Funk N. Furter wrote:
The Finn wrote:
I come across this all the time: photographs that I call '
poverty porn' -
Why the FUCK would you call it that?
Did you read the link? It discusses the issue fairly well
As I’ve come to believe, poverty porn, also known as development porn or even famine porn, is any type of media, be it written, photographed or filmed, which exploits the poor’s condition in order to generate the necessary sympathy for selling newspapers or increasing charitable donations or support for a given cause. Poverty porn is typically associated with black, poverty-stricken Africans, but can be found elsewhere. The subjects are overwhelming children, with the material usually characterized by images or descriptions of suffering, malnourished or otherwise helpless persons. The stereotype of poverty porn is the African child with a swollen belly, staring blankly into the camera, waiting for salvation.
The reason poverty porn is so pervasive is that it promotes a popular stereotype, one that has always existed in Western literature about Africa.

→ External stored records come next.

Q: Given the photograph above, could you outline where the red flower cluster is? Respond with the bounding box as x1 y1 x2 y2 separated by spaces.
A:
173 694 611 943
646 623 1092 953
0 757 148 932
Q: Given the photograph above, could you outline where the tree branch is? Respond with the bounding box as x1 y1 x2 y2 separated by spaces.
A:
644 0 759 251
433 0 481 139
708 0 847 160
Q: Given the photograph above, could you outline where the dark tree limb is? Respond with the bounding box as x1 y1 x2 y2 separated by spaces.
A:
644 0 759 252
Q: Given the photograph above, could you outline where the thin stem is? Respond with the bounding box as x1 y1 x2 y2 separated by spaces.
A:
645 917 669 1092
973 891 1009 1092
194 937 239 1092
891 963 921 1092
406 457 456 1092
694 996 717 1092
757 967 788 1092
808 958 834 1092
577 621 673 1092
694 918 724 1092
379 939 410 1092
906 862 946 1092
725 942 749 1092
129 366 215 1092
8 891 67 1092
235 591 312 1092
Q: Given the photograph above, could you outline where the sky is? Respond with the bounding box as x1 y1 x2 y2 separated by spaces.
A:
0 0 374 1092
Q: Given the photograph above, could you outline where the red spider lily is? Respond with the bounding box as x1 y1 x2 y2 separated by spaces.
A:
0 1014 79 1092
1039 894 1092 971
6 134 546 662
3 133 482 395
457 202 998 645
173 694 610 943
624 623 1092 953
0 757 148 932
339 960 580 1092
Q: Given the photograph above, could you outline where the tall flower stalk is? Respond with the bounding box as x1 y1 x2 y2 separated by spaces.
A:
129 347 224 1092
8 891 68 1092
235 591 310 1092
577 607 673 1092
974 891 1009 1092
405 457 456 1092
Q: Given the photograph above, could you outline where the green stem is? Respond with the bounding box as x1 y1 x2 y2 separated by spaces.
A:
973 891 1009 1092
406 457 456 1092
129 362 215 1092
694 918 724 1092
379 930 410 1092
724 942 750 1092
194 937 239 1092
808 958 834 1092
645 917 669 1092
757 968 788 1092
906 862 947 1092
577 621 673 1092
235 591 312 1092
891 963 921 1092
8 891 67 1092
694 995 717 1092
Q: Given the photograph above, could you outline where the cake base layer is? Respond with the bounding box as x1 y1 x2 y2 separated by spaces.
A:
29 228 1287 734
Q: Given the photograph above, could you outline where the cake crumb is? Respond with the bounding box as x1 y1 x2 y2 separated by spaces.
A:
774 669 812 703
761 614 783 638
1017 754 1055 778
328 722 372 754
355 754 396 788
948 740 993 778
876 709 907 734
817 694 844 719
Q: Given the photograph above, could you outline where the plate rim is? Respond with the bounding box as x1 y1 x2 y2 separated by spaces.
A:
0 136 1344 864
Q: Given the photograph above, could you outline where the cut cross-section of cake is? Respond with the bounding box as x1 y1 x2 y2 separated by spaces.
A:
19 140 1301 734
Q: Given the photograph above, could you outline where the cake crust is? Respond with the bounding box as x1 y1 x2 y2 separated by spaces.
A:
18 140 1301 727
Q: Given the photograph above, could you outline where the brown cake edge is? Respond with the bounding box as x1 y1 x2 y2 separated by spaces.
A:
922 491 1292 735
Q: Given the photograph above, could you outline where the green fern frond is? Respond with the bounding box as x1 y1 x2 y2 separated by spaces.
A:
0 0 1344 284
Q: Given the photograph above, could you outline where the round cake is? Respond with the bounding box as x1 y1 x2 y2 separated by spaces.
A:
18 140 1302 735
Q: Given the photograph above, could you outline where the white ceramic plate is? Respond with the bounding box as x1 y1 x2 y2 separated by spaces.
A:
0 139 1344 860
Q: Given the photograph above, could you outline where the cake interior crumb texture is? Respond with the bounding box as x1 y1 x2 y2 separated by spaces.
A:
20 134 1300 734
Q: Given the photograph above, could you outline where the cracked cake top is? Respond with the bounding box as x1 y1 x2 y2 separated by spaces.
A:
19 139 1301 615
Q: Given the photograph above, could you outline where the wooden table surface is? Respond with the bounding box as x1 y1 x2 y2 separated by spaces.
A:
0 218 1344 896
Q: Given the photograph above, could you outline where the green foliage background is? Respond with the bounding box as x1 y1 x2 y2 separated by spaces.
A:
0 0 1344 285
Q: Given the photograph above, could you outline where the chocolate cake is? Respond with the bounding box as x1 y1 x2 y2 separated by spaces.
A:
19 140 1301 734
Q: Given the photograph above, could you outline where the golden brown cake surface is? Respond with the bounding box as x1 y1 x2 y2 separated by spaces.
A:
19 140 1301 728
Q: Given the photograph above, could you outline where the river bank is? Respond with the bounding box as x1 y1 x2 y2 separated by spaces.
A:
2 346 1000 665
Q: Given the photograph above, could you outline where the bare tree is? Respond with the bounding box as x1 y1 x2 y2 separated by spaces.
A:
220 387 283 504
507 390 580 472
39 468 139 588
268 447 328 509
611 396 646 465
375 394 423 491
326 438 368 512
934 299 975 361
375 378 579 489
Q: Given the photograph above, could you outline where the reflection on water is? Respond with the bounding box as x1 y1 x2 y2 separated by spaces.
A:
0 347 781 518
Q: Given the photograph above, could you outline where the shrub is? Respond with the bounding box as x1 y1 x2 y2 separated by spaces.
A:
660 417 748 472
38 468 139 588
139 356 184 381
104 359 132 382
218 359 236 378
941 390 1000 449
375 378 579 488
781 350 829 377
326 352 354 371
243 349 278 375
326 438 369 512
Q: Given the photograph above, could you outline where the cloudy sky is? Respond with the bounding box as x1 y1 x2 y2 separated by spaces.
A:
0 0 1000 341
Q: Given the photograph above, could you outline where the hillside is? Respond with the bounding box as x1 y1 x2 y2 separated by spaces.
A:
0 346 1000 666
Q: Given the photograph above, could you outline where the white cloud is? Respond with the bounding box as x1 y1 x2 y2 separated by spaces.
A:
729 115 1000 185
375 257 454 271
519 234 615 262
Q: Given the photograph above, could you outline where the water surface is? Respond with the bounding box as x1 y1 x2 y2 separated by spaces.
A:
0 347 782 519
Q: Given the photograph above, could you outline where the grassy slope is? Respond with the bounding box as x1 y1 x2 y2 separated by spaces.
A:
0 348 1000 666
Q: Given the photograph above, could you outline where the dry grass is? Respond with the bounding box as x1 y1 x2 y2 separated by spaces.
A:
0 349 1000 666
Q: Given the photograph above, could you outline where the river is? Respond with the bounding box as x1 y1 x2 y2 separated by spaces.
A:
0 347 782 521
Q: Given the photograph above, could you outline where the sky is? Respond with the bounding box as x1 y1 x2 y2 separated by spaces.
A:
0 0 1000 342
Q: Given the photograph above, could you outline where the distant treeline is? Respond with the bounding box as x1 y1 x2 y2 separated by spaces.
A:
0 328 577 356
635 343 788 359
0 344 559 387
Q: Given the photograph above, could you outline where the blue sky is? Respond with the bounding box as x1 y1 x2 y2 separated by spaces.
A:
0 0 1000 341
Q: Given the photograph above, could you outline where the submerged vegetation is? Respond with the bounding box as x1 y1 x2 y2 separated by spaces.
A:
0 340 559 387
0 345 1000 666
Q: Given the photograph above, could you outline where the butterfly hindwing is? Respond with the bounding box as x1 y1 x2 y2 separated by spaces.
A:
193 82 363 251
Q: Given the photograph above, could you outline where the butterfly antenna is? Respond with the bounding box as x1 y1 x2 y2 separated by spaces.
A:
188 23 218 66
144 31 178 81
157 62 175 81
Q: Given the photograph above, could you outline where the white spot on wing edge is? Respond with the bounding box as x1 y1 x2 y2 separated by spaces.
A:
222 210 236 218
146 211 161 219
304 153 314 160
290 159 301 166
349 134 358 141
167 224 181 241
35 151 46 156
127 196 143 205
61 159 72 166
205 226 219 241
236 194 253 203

Binyavanga Wainaina wrote a brilliant piece several years ago in Granta about this practice called “How to write about Africa:”
Among your characters you must always include The Starving African, who wanders the refugee camp nearly naked, and waits for the benevolence of the West. Her children have flies on their eyelids and pot bellies, and her breasts are flat and empty. She must look utterly helpless. She can have no past, no history; such diversions ruin the dramatic moment. Moans are good. She must never say anything about herself in the dialogue except to speak of her (unspeakable) suffering.
Personally I think such depictions of poor people demeans them: it deprives them of individuality and personality; they become blank, anonymous figures, merely serving to illustrate existing western stereotypes.
Check out that picture, for instance. As Galt asked - who is the person? Where are they? Do we even know what country they are in? Sure, you got it off a youtube video; but in that video, the image is used precisely in the way that Binyavana Wainana objects against. Google that image, and you will get upwards of 140 000 hits - but nowhere that I looked (I trawled through the first 40 hits or so) could I get any clue about who it is and where.
Why not? Because to the people who posted it, it doesn't matter. It's image-fodder. It makes a point. And they use it for all kinds of purposes - to serve in blanket arguments about poverty in Africa, to promote GMO maize - they don't care.
After 40 hits, I have up. I can't bear to look at that image. It distresses and horrifies me even to see it, and it horrifies me more to see the callous way in which people will make use of it without ever apparently wondering about the actual people it portrays.
You know Funken, the funny thing is I don't even disagree with the basic point you were making. I actually do agree that the workings of capitalism make poverty and hunger in Africa worse.
But I hated the use of that image, and I still hate it, and I was making a plea for basic human respect and decency. You can take that thought aboard or not - it's your choice.